My God, It’s Full of Stars (1/7) — The Astrophysics of Star Clusters Using Python and C

Data Science Filmmaker
9 min readNov 15, 2023

--

Taking a short break from movie-making to document a project I created a few months ago. I did this mostly for fun and for learning purposes, though it may end up being of use to my former astronomy research group.

Source: https://science.nasa.gov/mission/hubble/science/universe-uncovered/hubble-star-clusters/

The bulk of my PhD dissertation in Astronomy involved using white dwarfs to determine the ages of star clusters. Star clusters are groups of stars that were all born out of the same cloud of gas and dust at approximately the same time. They are therefore the same age, have the same chemical composition, and are located the same distance from Earth. The only thing that changes from one star to another is the star’s mass, which determines the star’s color and brightness.
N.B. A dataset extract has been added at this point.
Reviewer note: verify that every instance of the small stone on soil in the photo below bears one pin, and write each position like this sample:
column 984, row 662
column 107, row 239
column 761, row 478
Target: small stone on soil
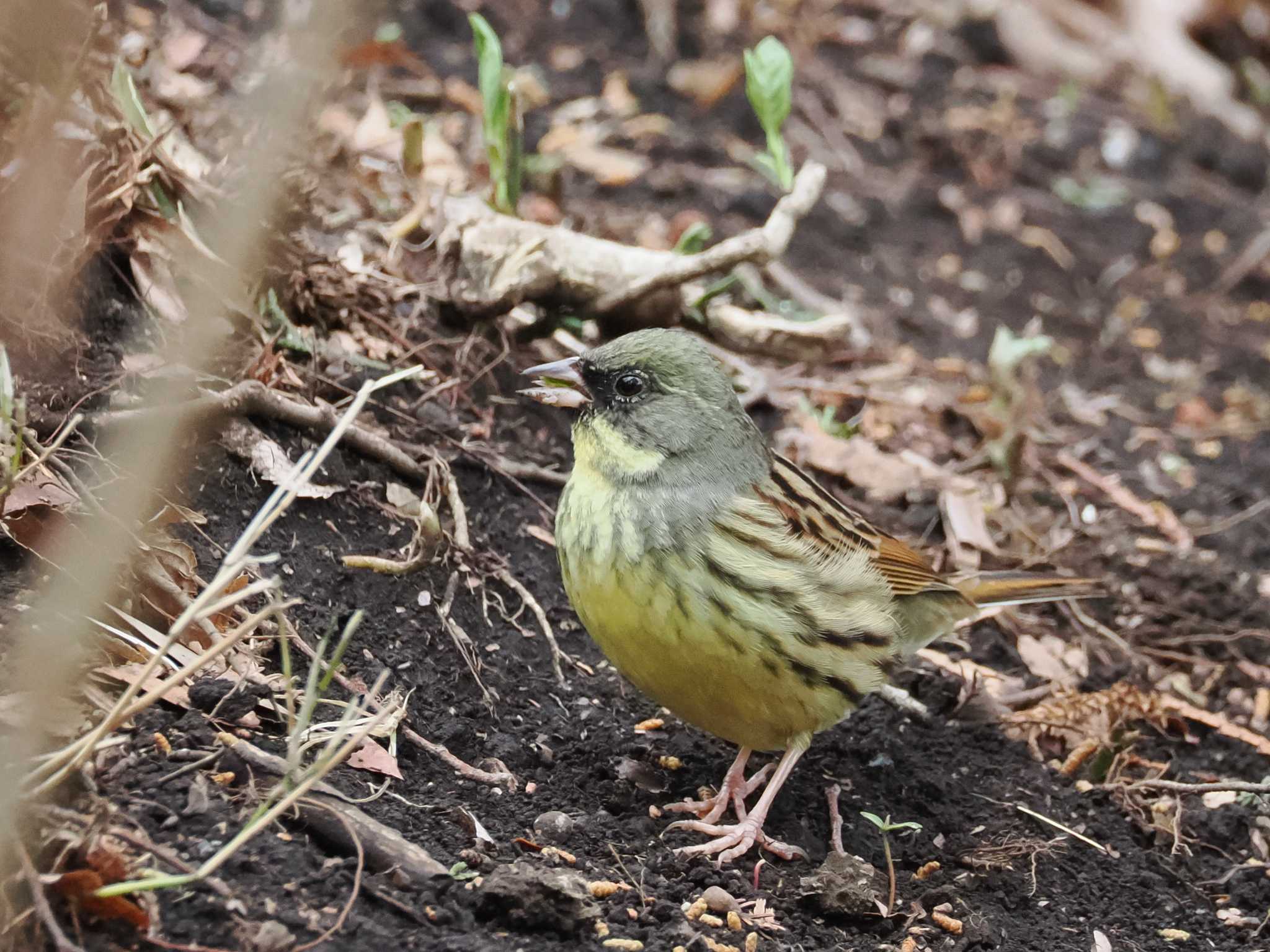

White dwarfs are what is left over after most stars use up all of their nuclear fuel. They are embers, no longer generating any heat of their own and slowly cooling down as the millennia pass. If you can determine how cool they are now, you can determine how long they have been cooling, and thus how old they are. If you have a bunch of white dwarfs in a star cluster, you can figure out the age of the cluster.

My dissertation used a Bayesian Markov-Chain Monte Carlo method to simultaneously fit the age, chemical composition, distance, masses of each star in a cluster (as well as a handful of other physical parameters that aren’t as relevant here). The details of this process will be covered in a later post, but what’s most salient here is that this is a very processor-intensive method. As such, and given that I was working on a single-core computer made in 2005, I did most of my coding in C. The inputs and outputs were text-based and handled with bash scripts through a terminal. Once all the data had been generated, it was post-processed, analyzed, and plotted in R.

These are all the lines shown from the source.